Japan loves a good bath, and at any hot spring the nicest tub of all will be an open-air one. It’s not like the joys of an open-air soak are confined to the warmer parts of the year either, as Japan even has a word, yukimiburo, for the special luxury of sitting in an outdoor hot spring and keeping your body toasty as you look out over snowy scenery.

However, that’s not what’s going on in this photo.

Travel provider Moving Inn has begun taking reservations for its Tokachi Avant program, which provides open-air soaks in the town of Obihiro, Hokkaido Prefecture. Instead of giving you access to a hot spring, though, they simply cut a hole in the ice of a frozen river in Japan’s northernmost, and coldest, prefecture and say “Hop on in!”

How cold is it? Moving Inn says the midwinter temperatures around the site can dip down to minus 20 degrees Celsius (minus 4 degrees Fahrenheit).

▼ But hey, at least they give you a bathrobe to use!
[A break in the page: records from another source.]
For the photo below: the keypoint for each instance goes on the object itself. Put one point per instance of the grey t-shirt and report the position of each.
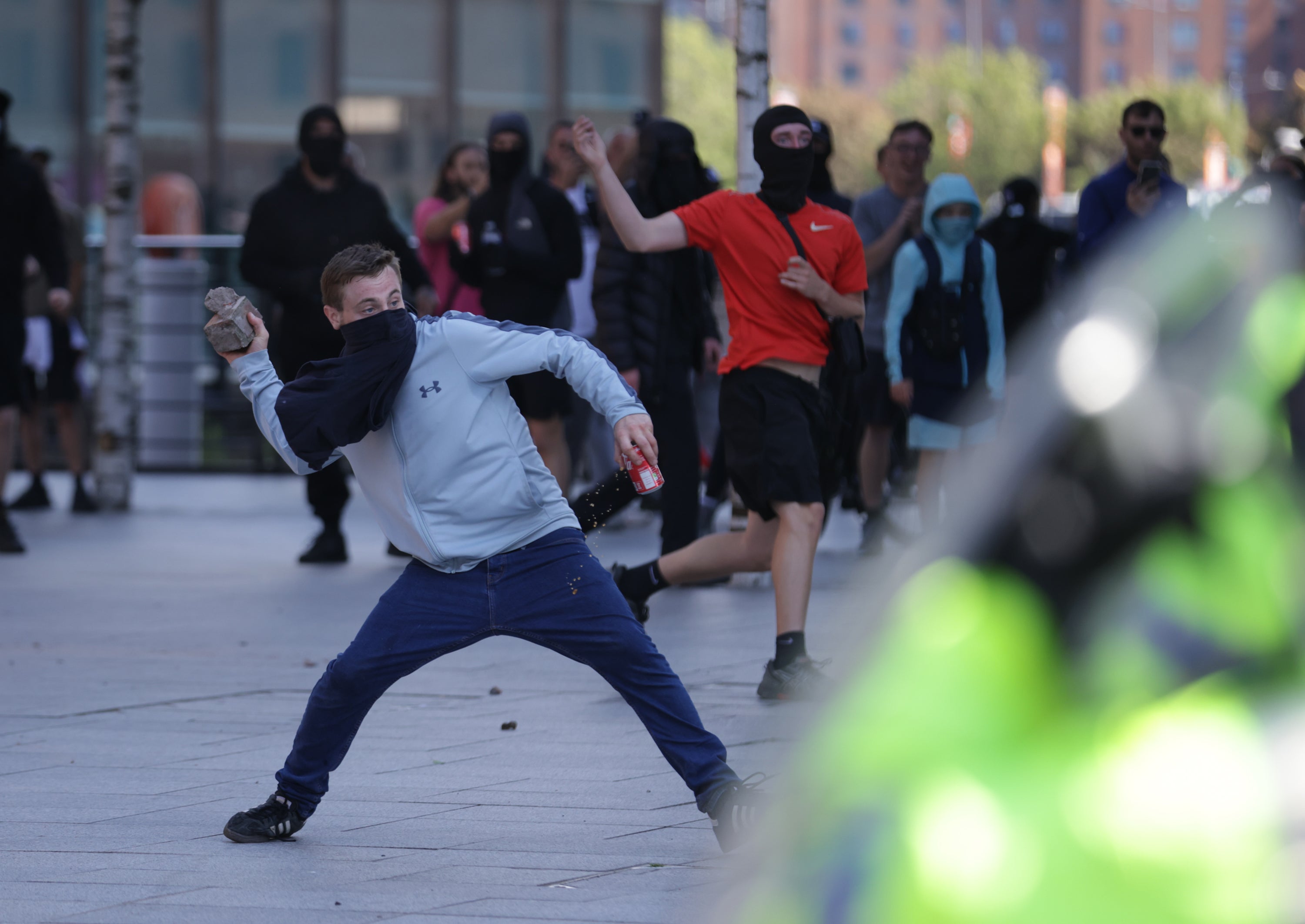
(873, 214)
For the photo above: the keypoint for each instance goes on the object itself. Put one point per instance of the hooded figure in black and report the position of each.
(1027, 254)
(525, 247)
(318, 209)
(29, 225)
(654, 319)
(821, 188)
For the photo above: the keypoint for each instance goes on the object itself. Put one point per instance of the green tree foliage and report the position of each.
(859, 126)
(699, 71)
(1003, 101)
(1195, 113)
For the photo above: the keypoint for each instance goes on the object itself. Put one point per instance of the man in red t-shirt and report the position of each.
(777, 444)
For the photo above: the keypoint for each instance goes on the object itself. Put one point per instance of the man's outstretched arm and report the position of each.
(639, 234)
(259, 383)
(494, 352)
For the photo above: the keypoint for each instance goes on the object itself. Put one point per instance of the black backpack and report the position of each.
(937, 316)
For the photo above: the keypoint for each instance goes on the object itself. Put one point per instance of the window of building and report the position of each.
(1051, 32)
(1185, 34)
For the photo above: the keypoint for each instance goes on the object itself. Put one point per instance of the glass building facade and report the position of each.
(225, 81)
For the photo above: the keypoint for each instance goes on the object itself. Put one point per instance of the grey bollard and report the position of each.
(170, 432)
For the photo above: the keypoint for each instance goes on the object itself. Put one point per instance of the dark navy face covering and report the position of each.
(336, 402)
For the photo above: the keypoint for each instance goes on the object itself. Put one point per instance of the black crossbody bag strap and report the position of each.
(846, 345)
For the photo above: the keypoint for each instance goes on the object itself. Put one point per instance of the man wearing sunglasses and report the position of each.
(1137, 188)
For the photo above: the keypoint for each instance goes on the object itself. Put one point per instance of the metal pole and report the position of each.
(752, 59)
(115, 397)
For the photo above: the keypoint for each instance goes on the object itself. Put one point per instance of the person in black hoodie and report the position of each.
(29, 225)
(316, 209)
(1026, 254)
(525, 246)
(656, 325)
(821, 188)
The ostensibly invigorating dip into the frigid water is only half the package, however. The other part is warming your body back up in the mobile sauna room set up on-site.

Once you get too hot, you can hop back into the water to cool yourself off, repeating the cycle to your heart’s content (or your heart’s stoppage, we’re guessing, should the shock of the water send you into cardiac arrest).